Interpretation according to the table 6 as the following:
•The data distribution is categorized into 7 categories with 5 ranges. •70 to 75 years old is the prevalent life expectancy in this data. •The highest life expectancy (80 to 85 years old) is 14.29% of total 147 countries. •The lowest life expectancy (45 to 45 years old) is 4.08 of total. •The numbers of countries which have the life expectancy between 50 to 55 years old, and ones which have between 55 to 60 years old are almost same. •There are at least 101 countries which have life expectancy below 70 to 75 years old. •The number of countries which have the life expectancy longer than 70 years old is 83 countries (56.47%).
Discussion of the Possible Outliers
Table 7 shows the information as the following:
1.5* IQR= 19.86
Outer Fence 1 = 23.26
Inner Fence 1 = 43.12
Inner Fence 2 = 96.08
Out Fence 2 = 115.94
•The value between Inner Fence 1 and Inter Fence 2 is mild outlier. •The value between Out Fence 1 and Out Fence 2 is extreme outlier. •There is no outlier.
•The largest out fence is 115.94 on the .
•The other inner fence is 43.92.
•The other out fence is 96.08.
Limitations of the Study
There are various elements which influence to the accuracy of the data set; for example, the causes of death, the difference of life-span between genders, and the numbers of immigration have an influence to the data set more than a little. First, some people unfortunately would die before their durations of life due to diseases, accidents, or wars, and these factors cause the change of the life expectancy of the whole population.
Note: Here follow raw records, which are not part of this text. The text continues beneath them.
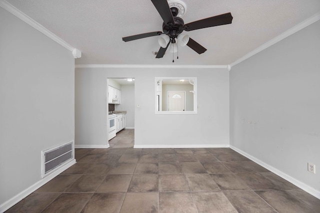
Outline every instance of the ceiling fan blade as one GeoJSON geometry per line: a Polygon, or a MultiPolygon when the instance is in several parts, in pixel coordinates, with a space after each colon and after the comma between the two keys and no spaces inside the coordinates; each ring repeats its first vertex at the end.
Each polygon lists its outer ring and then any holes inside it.
{"type": "Polygon", "coordinates": [[[157,54],[156,56],[156,58],[160,58],[164,57],[164,53],[166,53],[166,49],[168,48],[168,46],[170,45],[172,40],[172,39],[170,39],[170,41],[168,42],[168,44],[166,44],[166,48],[160,47],[160,49],[159,49],[159,51],[158,51],[158,54],[157,54]]]}
{"type": "Polygon", "coordinates": [[[184,24],[184,29],[191,31],[202,28],[210,27],[231,23],[233,17],[230,12],[210,17],[184,24]]]}
{"type": "Polygon", "coordinates": [[[146,32],[145,33],[138,34],[138,35],[131,35],[130,36],[124,37],[122,39],[124,41],[130,41],[134,40],[140,39],[140,38],[146,38],[148,37],[160,35],[162,34],[162,32],[157,31],[156,32],[146,32]]]}
{"type": "Polygon", "coordinates": [[[199,44],[191,38],[189,38],[189,41],[186,44],[187,45],[199,54],[203,53],[206,51],[206,49],[199,44]]]}
{"type": "Polygon", "coordinates": [[[167,0],[151,0],[164,23],[168,25],[174,23],[167,0]]]}

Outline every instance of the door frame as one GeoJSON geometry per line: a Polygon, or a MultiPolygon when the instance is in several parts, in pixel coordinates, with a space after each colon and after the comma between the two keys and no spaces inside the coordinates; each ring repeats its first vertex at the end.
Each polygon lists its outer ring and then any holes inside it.
{"type": "Polygon", "coordinates": [[[186,93],[185,91],[182,90],[182,91],[178,91],[178,90],[168,90],[168,94],[166,95],[166,98],[167,98],[167,103],[168,103],[168,112],[180,112],[179,111],[170,111],[169,110],[169,93],[170,92],[183,92],[184,93],[184,110],[182,112],[186,112],[186,93]]]}

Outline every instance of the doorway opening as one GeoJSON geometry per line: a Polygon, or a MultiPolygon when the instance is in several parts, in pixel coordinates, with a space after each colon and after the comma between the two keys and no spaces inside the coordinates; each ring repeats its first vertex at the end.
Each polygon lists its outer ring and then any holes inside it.
{"type": "Polygon", "coordinates": [[[110,148],[133,148],[134,141],[134,78],[108,78],[106,86],[107,129],[110,148]]]}

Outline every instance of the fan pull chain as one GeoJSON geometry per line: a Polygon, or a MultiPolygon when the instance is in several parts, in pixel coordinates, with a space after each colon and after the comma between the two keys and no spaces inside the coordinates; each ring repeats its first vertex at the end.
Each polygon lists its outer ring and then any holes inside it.
{"type": "Polygon", "coordinates": [[[179,44],[178,43],[178,39],[176,39],[176,59],[179,59],[179,44]]]}
{"type": "Polygon", "coordinates": [[[172,43],[172,62],[174,63],[174,44],[172,43]]]}

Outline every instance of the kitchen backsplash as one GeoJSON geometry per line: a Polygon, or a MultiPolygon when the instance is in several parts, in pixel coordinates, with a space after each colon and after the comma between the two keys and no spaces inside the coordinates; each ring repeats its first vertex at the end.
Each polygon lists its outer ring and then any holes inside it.
{"type": "Polygon", "coordinates": [[[114,111],[114,104],[108,104],[108,111],[111,112],[112,111],[114,111]]]}

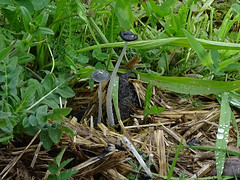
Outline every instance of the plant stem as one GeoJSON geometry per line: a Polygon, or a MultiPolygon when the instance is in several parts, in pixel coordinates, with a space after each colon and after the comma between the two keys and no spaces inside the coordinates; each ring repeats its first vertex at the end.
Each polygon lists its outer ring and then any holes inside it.
{"type": "Polygon", "coordinates": [[[108,124],[110,126],[114,126],[115,123],[114,123],[114,117],[113,117],[113,110],[112,110],[112,91],[113,91],[113,85],[114,85],[114,81],[116,79],[116,75],[117,75],[117,71],[118,71],[118,68],[121,64],[121,61],[122,61],[122,58],[124,56],[124,54],[126,53],[126,49],[127,49],[127,42],[125,42],[125,45],[123,47],[123,50],[122,50],[122,53],[121,55],[119,56],[119,59],[114,67],[114,70],[112,72],[112,75],[111,75],[111,79],[110,79],[110,82],[109,82],[109,85],[108,85],[108,90],[107,90],[107,99],[106,99],[106,108],[107,108],[107,118],[108,118],[108,124]]]}
{"type": "Polygon", "coordinates": [[[102,83],[99,82],[99,87],[98,87],[98,121],[97,123],[101,123],[101,118],[102,118],[102,83]]]}

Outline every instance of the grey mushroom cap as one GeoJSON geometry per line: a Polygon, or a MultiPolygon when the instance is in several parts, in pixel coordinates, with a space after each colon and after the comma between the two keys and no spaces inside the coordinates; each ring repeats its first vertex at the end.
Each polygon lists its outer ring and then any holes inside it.
{"type": "Polygon", "coordinates": [[[96,82],[103,82],[109,79],[110,75],[107,71],[103,69],[96,69],[92,72],[92,79],[96,82]]]}

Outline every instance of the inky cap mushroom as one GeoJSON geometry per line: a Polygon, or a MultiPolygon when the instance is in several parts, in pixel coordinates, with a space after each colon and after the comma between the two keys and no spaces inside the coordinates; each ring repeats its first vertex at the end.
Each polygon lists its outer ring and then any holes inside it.
{"type": "Polygon", "coordinates": [[[138,36],[132,32],[121,32],[120,36],[124,41],[135,41],[138,38],[138,36]]]}
{"type": "Polygon", "coordinates": [[[96,69],[91,77],[96,82],[103,82],[109,79],[109,73],[103,69],[96,69]]]}

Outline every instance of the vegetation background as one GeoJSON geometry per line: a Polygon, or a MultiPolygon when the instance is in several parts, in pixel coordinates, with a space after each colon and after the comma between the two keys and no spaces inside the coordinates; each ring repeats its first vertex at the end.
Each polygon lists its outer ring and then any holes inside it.
{"type": "MultiPolygon", "coordinates": [[[[1,0],[0,19],[2,146],[39,132],[50,149],[63,133],[74,136],[64,124],[72,88],[84,78],[82,88],[93,88],[95,69],[111,73],[124,46],[119,33],[131,31],[138,40],[126,56],[141,58],[132,69],[142,81],[186,97],[215,95],[221,106],[216,148],[226,149],[222,129],[229,132],[236,122],[231,107],[240,108],[238,0],[1,0]]],[[[219,179],[225,154],[216,153],[219,179]]],[[[63,168],[60,160],[55,164],[63,168]]]]}

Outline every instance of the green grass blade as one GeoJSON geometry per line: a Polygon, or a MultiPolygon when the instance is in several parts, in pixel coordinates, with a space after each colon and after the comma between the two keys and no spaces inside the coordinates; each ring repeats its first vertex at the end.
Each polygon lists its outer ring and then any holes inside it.
{"type": "Polygon", "coordinates": [[[199,59],[202,61],[204,66],[211,68],[213,64],[211,55],[203,48],[203,46],[185,29],[182,29],[185,36],[187,37],[189,44],[196,51],[199,59]]]}
{"type": "Polygon", "coordinates": [[[238,81],[212,81],[187,77],[165,77],[155,74],[138,73],[142,81],[183,94],[221,94],[240,88],[238,81]]]}
{"type": "Polygon", "coordinates": [[[117,116],[118,121],[120,121],[121,115],[120,115],[120,111],[119,111],[119,107],[118,107],[118,86],[119,86],[119,77],[116,77],[114,86],[113,86],[112,97],[113,97],[113,105],[114,105],[114,109],[116,112],[116,116],[117,116]]]}
{"type": "Polygon", "coordinates": [[[178,159],[178,156],[179,156],[179,153],[180,153],[181,149],[182,149],[182,140],[181,140],[180,144],[177,146],[177,152],[174,156],[171,168],[168,172],[167,180],[170,180],[172,178],[173,170],[174,170],[174,168],[177,164],[177,159],[178,159]]]}
{"type": "Polygon", "coordinates": [[[236,118],[235,118],[233,112],[232,112],[232,115],[231,115],[231,122],[232,122],[233,127],[235,128],[236,133],[237,133],[237,148],[239,148],[239,146],[240,146],[240,136],[239,136],[237,121],[236,121],[236,118]]]}
{"type": "MultiPolygon", "coordinates": [[[[217,133],[216,140],[216,148],[226,149],[231,121],[231,108],[228,102],[228,93],[223,93],[221,95],[221,112],[220,112],[220,120],[219,127],[217,133]]],[[[224,162],[225,162],[225,152],[215,151],[216,154],[216,169],[217,169],[217,177],[221,179],[221,175],[223,173],[224,162]]]]}

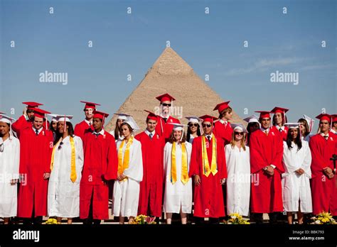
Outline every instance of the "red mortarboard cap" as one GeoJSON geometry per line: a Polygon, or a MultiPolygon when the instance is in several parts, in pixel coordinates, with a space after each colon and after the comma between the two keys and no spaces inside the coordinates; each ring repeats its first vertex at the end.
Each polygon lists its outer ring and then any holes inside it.
{"type": "Polygon", "coordinates": [[[329,123],[331,122],[331,116],[329,114],[321,114],[317,116],[316,118],[319,119],[319,121],[327,120],[329,123]]]}
{"type": "Polygon", "coordinates": [[[158,99],[161,102],[171,101],[176,100],[176,99],[174,99],[173,97],[171,97],[168,94],[159,95],[159,97],[156,97],[156,99],[158,99]]]}
{"type": "Polygon", "coordinates": [[[337,114],[331,114],[332,116],[332,122],[337,122],[337,114]]]}
{"type": "Polygon", "coordinates": [[[92,109],[96,109],[96,106],[100,106],[100,104],[97,103],[93,103],[93,102],[87,102],[87,101],[80,101],[81,103],[85,103],[85,108],[92,108],[92,109]]]}
{"type": "Polygon", "coordinates": [[[255,111],[255,112],[260,113],[260,118],[264,119],[264,118],[269,118],[270,119],[270,111],[255,111]]]}
{"type": "Polygon", "coordinates": [[[26,104],[28,106],[28,109],[35,109],[38,108],[38,106],[43,106],[43,104],[40,104],[38,102],[33,102],[33,101],[28,101],[28,102],[22,102],[22,104],[26,104]]]}
{"type": "Polygon", "coordinates": [[[279,113],[286,113],[287,111],[288,111],[289,109],[285,109],[285,108],[282,108],[282,107],[274,107],[271,111],[270,113],[272,114],[276,114],[277,112],[279,112],[279,113]]]}
{"type": "Polygon", "coordinates": [[[218,110],[219,111],[219,114],[221,114],[221,112],[223,110],[230,107],[230,106],[228,105],[230,102],[230,101],[225,101],[225,102],[218,104],[213,109],[213,111],[218,110]]]}
{"type": "Polygon", "coordinates": [[[158,115],[156,115],[152,111],[148,111],[148,110],[144,110],[144,111],[149,113],[149,114],[147,115],[146,119],[151,119],[151,120],[157,121],[158,115]]]}
{"type": "Polygon", "coordinates": [[[51,112],[43,110],[42,109],[39,109],[39,108],[34,109],[34,116],[41,118],[41,119],[46,118],[45,114],[49,114],[51,112]]]}
{"type": "Polygon", "coordinates": [[[108,114],[105,112],[102,112],[102,111],[94,111],[94,119],[105,119],[109,116],[108,114]]]}
{"type": "Polygon", "coordinates": [[[210,115],[203,115],[201,116],[199,116],[199,119],[201,119],[203,120],[203,122],[211,122],[213,123],[215,120],[218,119],[215,116],[212,116],[210,115]]]}

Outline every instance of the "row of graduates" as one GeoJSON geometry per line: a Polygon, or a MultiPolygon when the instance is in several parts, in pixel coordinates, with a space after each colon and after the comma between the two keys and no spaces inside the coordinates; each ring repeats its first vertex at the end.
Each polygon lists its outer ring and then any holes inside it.
{"type": "MultiPolygon", "coordinates": [[[[174,99],[167,94],[158,99],[161,101],[161,115],[150,112],[146,119],[146,130],[134,137],[132,132],[137,129],[137,124],[132,116],[119,114],[114,131],[116,140],[102,127],[108,115],[96,111],[96,104],[85,102],[86,119],[76,125],[75,135],[70,116],[59,116],[58,134],[54,136],[53,141],[53,134],[43,127],[44,114],[47,112],[31,102],[35,113],[33,126],[26,119],[21,121],[29,124],[29,126],[13,124],[18,136],[22,135],[21,152],[16,153],[20,153],[21,155],[20,174],[26,176],[20,184],[18,216],[34,220],[36,216],[46,215],[47,204],[44,202],[48,197],[48,214],[58,216],[58,221],[66,217],[70,223],[72,218],[79,214],[85,223],[99,224],[101,219],[108,218],[107,181],[116,179],[113,214],[120,216],[121,223],[124,216],[132,220],[139,214],[160,216],[164,185],[163,209],[168,213],[167,222],[171,222],[171,213],[181,213],[182,221],[186,223],[186,214],[191,213],[192,209],[192,177],[194,216],[216,221],[225,216],[222,185],[228,177],[228,214],[238,212],[247,216],[251,201],[251,212],[261,218],[262,213],[271,213],[272,221],[275,213],[282,212],[284,207],[289,212],[299,209],[302,212],[311,211],[310,185],[308,186],[311,171],[314,212],[331,211],[336,215],[336,187],[331,182],[335,180],[333,165],[329,160],[336,153],[336,140],[333,133],[329,132],[329,124],[335,123],[336,119],[331,120],[326,114],[319,116],[324,136],[321,133],[313,137],[314,142],[311,141],[311,143],[314,143],[311,145],[311,152],[314,149],[316,157],[311,163],[307,143],[301,141],[301,138],[298,141],[299,131],[296,136],[293,134],[296,131],[289,131],[283,124],[269,127],[269,112],[260,112],[261,126],[255,128],[258,131],[254,133],[254,127],[250,126],[257,120],[255,117],[248,118],[249,147],[243,141],[245,128],[235,124],[231,126],[228,121],[232,115],[228,101],[215,107],[220,114],[218,121],[207,115],[188,117],[186,141],[183,126],[168,114],[174,99]],[[199,133],[200,119],[203,135],[199,133]],[[328,124],[325,124],[326,121],[328,124]],[[326,126],[327,131],[323,126],[326,126]],[[284,133],[287,141],[283,143],[284,133]],[[326,134],[328,138],[326,140],[326,134]],[[50,142],[54,144],[51,147],[50,142]],[[190,142],[193,143],[193,148],[190,142]],[[38,146],[36,149],[32,148],[36,146],[38,146]],[[21,154],[25,148],[26,152],[21,154]],[[22,160],[23,158],[26,159],[22,160]],[[43,168],[38,172],[38,166],[43,168]],[[252,183],[250,174],[254,178],[252,183]],[[299,188],[304,190],[301,191],[299,188]]],[[[285,110],[276,108],[272,111],[275,116],[280,114],[283,119],[285,110]]],[[[14,124],[20,123],[20,120],[14,124]]],[[[10,157],[11,153],[8,153],[10,157]]],[[[18,163],[19,159],[16,160],[18,163]]],[[[11,189],[12,194],[9,194],[15,197],[13,185],[11,189]]],[[[11,209],[14,213],[16,207],[12,204],[11,209]]]]}

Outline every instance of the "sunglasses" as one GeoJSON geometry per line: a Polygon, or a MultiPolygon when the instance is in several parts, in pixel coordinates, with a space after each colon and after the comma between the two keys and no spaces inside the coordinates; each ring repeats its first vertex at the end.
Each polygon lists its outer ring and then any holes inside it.
{"type": "Polygon", "coordinates": [[[234,133],[235,135],[239,135],[239,136],[242,136],[243,135],[243,132],[234,132],[234,133]]]}
{"type": "Polygon", "coordinates": [[[171,104],[166,104],[166,103],[164,103],[164,104],[161,104],[163,105],[163,106],[171,106],[171,104]]]}

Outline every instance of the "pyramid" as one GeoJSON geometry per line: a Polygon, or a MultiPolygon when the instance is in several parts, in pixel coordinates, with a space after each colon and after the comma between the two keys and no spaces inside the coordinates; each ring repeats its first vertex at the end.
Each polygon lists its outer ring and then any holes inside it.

Second, the difference of life expectancy between male and female is also one of the causes to influence the data set. Female’s life expectancy is longer than male’s in general; however, this data set shows only total life expectancy which is not completely accurate. Third, the number of immigrants may cause the change of the data set as well. If people from a country which has a low life expectancy immigrant to a country which has a high life expectancy, that will decrease the life expectancy of the country which has high. In this way, there are some causes which influence to the data set of life expectancy; therefore, it is not a perfect interpretation of life expectancy to use only this data set.
Conclusion, Summary, and Policy Recommendations
According to the data set of the life expectancy at birth of 147 countries in 2011, it was found that there are various differences and characteristics of life expectancy at birth and how they are different from each other in a global view. Most countries, 56.47% of total, have a life expectancy longer than 70 years old; however, there are still a huge gap between developed countries and developing countries. Through this analysis, various reasons which influence the data set are inferred, such as, economies, medical systems, and resources. Developed countries which have high GDP and abundant resources can usually provide a number of health expenditure including health insurance; on the other hand, the amount of money for health expenditure is limited in developing countries. In this way, it can be concluded that the gap between developed countries and developing countries is occurred because of economic gap.
As it was stated above, the life expectancy at birth is influenced by various elements; therefore, people should give more attention to these factors, such as, GDP, health expenditure, and resources. People will be able to have medical care easily if the governments of each countries provide public medical insurance system. Those who are in countries which do not have affluent water resource or infrastructures will be able to get water and move around places easily if the governments provide infrastructures such as water wells and bridges. The life expectancy increases with economic development; therefore, people should think about economic growth and take actions toward it to increase the life expectancy.